How Biomass Works

How Biomass Works

Biomass energy is the energy which comes from industrial waste, agricultural crop residues, and energy plantation. The energy is originally from plants that converted the sun’s energy through photosynthesis and stored it in different forms. This form then can be converted to fuel, electricity and heat.

Actually biomass production works with different processes depending on which form of biomass is being and wanted used. The processes of biomass energy including fermentation, gasification and cogeneration to tap it into the renewable energy resource. However, the basic principle is always the same. So how does biomass work?

Plants store the sun’s energy and bind carbon dioxide. By releasing the stored energy, also the carbon dioxide stored inside the plant is being released and put into our atmosphere. Because we will continue to make waste and plant trees, the carbon cycle will continue and thus biomass can be considered renewable energy.
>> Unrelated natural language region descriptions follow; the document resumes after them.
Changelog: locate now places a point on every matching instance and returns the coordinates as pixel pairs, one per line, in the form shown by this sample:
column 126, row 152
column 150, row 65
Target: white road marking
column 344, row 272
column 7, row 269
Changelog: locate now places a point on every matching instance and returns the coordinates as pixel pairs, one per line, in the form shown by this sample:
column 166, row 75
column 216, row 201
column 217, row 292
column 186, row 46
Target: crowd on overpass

Some common methods of biomass energy conversion:

  1. Burning the biomass, e.g. coal or wood, which produces energy for cooking, grilling, or heating.
  2. Alcohol fermentation in which starches are converted to sugar, then to alcohol and subsequently to fuel. Fermentation can be used with materials such as wheat, yeast, potatoes, barley, and even sawdust. After the fermentation process, the product can be used as an alternative of fuel.
  3. Gasification. The product of gasification is used to generate electricity by burning solid fuels into combustible gases. This process is still relatively new and thus not quite ready for commercial use yet. Landfill gases. For example, methane can be extracted through landfill from industrial waste, manure and livestock and then can be used to produce electricity or heat.

Some resources that is usually used to produce biomass energy are wheat, sugarcane, plants, barley, trees and basically all plants that use photosynthesis to store the sun energy.